Many women with a mental illness have experienced some form of domestic abuse. Some abuse starts when women become pregnant. Other times the abuse gets worse during or after pregnancy. The person may try to stop you going to your pregnancy or mental health appointments.
Domestic abuse doesn’t just affect you but also the unborn baby and other children. During pregnancy, it increases the risk of miscarriage, premature birth, low birth weight, infection, physical injury to the baby and even death.
It may be very difficult to recognise or admit what’s happening. Remember that domestic violence or abuse can happen to anyone and you’re not alone.
Where can I get help for domestic abuse?
If you’re being abused, you can talk to a health professional or a domestic abuse advocate or advisor. Nobody will judge you or tell you what to do, but it’s important that you get support.
Your GP or mental health professional can give you details of organisations who can support you, as well as phone numbers of local and national helplines. If you’re pregnant, you could speak to your midwife or family nurse. Women’s Aid have an online directory of local support services.

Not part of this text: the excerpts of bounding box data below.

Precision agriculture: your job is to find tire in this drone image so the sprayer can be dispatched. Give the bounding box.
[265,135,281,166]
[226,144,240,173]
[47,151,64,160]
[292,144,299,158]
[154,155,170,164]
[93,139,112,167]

Your domestic violence advocate and healthcare team will give you information on how to keep safe. They may be able to change the length and timing of your appointments to make it easier for you to get to them and to give you more time to talk about the abuse. It will be kept confidential and won’t appear in your hand-held pregnancy notes or in any letters sent to your address. Let the team know if you have a particular phone number that is safe for them to contact you on.
You can also call the Women’s Aid 24-hour domestic violence helpline on 0808 2000 247. They will give you confidential advice and support. They have a survivor’s handbook with practical support and information for women experiencing domestic abuse as well as advice on how to cover your tracks online.
False beliefs about domestic abuse
- It’s a ‘one off’
- An act of domestic abuse is rarely a ‘one off’ incident. It is often a build-up of controlling and bullying behaviour, which can gradually increase over time.
- My baby will be taken away by social services if I tell anyone about it
- This doesn’t happen very often and is always a last resort if the baby is at risk from the abuser.
- If your healthcare team think you should see social services, they will explain the reasons why. This doesn’t mean that your baby will be taken from you. The social worker is there to make sure you and your baby are safe and they will support you to make sure you get the advice and help you need.
- Only a court can decide to remove a baby from the parents and this is a last resort when all other options have been explored. Talking to someone about domestic abuse and getting help so you can keep your baby safe will be seen as evidence that you are doing what you can to protect your baby.
- The most important thing is that you are trying to make your home as safe as possible for your baby and you are making sure that they are not at risk of harm.
- I am in a same sex relationship so there can’t be domestic abuse
- Domestic abuse can happen in all types of relationships, whatever your gender or sexual orientation.The LGBT+ charity GALOP has a domestic abuse helpline providing emotional and practical support.